Значит, плохо ты людей знал, Степан Яценко. А ведь жил с ними, ел, пил, работал... И повадки их знал, и характеры, и капризы, и кто какой любит табак... А главного в них не знал - души их. А может быть, они и сами про себя главного не знали? Клава считала себя робкой тихоней, а Никита Богатырев - бесстрашным бойцом. Он нашей власти не боялся - ее бояться нечего! - а перед врагом задрожал. А Клава боялась председательского взгляда - а врага не испугалась, плюнула ему в лицо...
- Великая людям проверка идет! - качал головой Устин Михалыч. - Великая огнем очистка.
- Что Цыпляков? - спросил Степан.
- Про Цыплякова не знаю! - осторожно сказал Устин Михалыч. - Цыпляков особо живет.
- К тебе не ходит?
- Он ни к кому не ходит... Запершись сидит...
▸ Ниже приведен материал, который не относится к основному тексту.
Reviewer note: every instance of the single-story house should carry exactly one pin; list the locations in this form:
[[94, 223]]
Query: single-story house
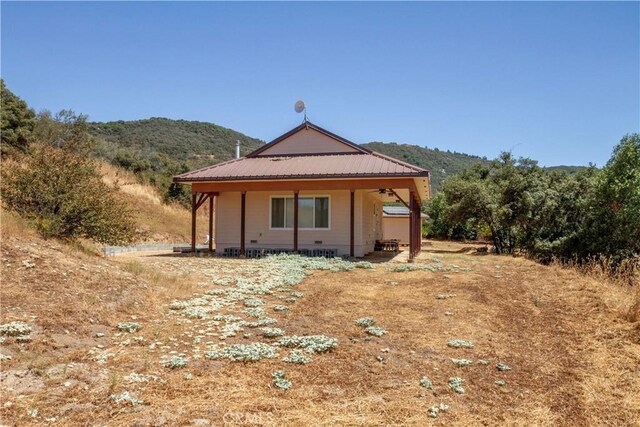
[[307, 191], [395, 223]]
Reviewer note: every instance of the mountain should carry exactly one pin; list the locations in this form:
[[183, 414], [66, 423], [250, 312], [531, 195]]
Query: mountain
[[194, 144], [156, 149], [441, 164]]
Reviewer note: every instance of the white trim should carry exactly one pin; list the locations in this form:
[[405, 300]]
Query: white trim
[[307, 196]]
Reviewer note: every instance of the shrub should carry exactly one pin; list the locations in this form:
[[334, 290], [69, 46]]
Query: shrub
[[297, 357], [61, 192], [460, 344], [280, 381], [130, 327], [175, 362], [365, 322], [311, 343], [375, 331], [462, 362], [455, 383], [15, 329], [18, 122], [244, 352], [426, 383]]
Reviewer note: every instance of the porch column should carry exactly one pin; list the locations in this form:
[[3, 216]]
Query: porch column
[[352, 226], [211, 196], [295, 221], [194, 209], [412, 226], [418, 228], [243, 211]]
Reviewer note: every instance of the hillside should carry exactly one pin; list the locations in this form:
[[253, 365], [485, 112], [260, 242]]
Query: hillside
[[197, 143], [158, 148], [155, 149], [144, 340], [441, 164]]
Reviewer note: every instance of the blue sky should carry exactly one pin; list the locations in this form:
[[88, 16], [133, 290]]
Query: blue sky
[[557, 82]]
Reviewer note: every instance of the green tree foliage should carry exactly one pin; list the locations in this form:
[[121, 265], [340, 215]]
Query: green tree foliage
[[439, 225], [157, 149], [60, 190], [549, 214], [17, 121], [440, 164], [613, 222]]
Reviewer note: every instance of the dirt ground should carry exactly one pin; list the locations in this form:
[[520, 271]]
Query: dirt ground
[[574, 360]]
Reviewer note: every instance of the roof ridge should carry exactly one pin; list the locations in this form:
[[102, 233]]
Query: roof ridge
[[308, 125]]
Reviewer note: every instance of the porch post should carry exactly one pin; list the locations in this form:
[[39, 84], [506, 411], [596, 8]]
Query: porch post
[[418, 228], [211, 196], [243, 211], [352, 227], [193, 222], [295, 221], [412, 229]]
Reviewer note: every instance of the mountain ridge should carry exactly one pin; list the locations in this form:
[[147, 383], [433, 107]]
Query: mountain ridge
[[157, 148]]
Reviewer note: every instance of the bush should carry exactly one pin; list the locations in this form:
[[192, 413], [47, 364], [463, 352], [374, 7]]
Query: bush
[[17, 122], [62, 193]]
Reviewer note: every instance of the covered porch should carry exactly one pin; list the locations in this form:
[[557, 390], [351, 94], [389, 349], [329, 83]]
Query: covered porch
[[349, 214]]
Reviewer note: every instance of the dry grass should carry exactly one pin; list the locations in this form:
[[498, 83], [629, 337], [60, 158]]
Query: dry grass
[[573, 352], [160, 221]]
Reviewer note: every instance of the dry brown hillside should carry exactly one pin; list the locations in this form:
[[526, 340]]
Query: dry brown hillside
[[161, 222], [572, 353]]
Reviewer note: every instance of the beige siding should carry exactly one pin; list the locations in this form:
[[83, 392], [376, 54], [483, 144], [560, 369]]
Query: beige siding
[[396, 228], [308, 141], [367, 223], [371, 221]]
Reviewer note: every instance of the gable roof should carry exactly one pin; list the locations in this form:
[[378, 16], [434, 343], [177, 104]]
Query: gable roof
[[355, 162], [350, 146]]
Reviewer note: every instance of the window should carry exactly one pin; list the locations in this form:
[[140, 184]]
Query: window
[[313, 212]]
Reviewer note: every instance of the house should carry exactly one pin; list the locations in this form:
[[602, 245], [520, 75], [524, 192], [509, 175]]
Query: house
[[308, 191], [395, 223]]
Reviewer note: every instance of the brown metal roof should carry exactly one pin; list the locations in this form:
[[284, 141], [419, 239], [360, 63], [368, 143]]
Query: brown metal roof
[[361, 165], [308, 125]]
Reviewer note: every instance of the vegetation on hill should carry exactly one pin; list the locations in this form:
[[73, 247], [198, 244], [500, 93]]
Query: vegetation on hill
[[441, 164], [156, 149], [59, 188], [17, 122], [520, 207]]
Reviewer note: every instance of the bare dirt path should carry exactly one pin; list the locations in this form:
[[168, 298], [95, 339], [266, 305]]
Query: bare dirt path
[[573, 358]]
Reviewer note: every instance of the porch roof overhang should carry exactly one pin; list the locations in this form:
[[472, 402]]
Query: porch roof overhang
[[369, 170]]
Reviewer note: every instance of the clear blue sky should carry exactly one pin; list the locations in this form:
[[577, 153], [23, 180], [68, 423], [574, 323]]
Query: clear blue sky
[[557, 82]]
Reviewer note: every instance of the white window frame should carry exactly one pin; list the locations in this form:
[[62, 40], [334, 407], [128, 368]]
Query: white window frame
[[305, 196]]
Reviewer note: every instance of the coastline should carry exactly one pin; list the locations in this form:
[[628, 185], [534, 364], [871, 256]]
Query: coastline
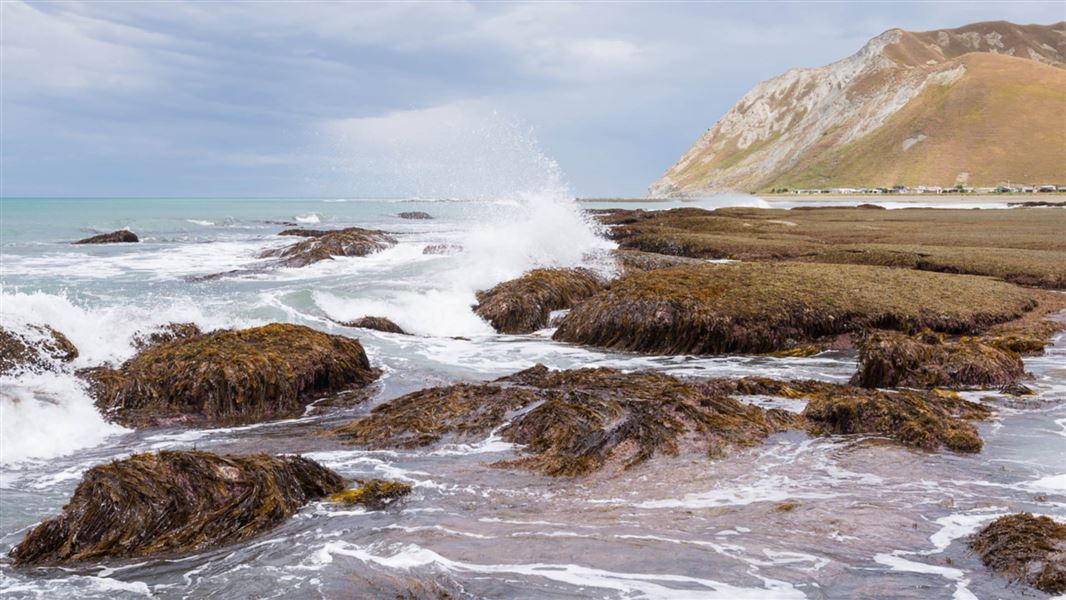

В тот же вечер Степан пошел к Цыплякову и долго стучался в его ставни и двери.
- Кто? Кто? - испуганно спрашивал Цыпляков через дверь.
- Я это. Я! Отвори!
- Кто я? Я никого не знаю.
- Да это я, Степан.
- Какой Степан? Никакого Степана не знаю! Уходите!
- Да отвори! - яростно прохрипел Степан и услышал, как испуганно звякнули и упали запоры.
- Ты? Это ты! - попятился Цыпляков, увидев его, и свеча в его руках задрожала...
Степан медленно прошел в комнату.
- Что же неласково встречаешь? - горько усмехаясь, спросил он. - Гостю не рад?
- Ты зачем?.. Ты зачем же пришел? - простонал Цыпляков, хватаясь за голову.
- По твою душу пришел, Матвей, - сурово сказал Степан. - По твою душу. Есть еще у тебя душа?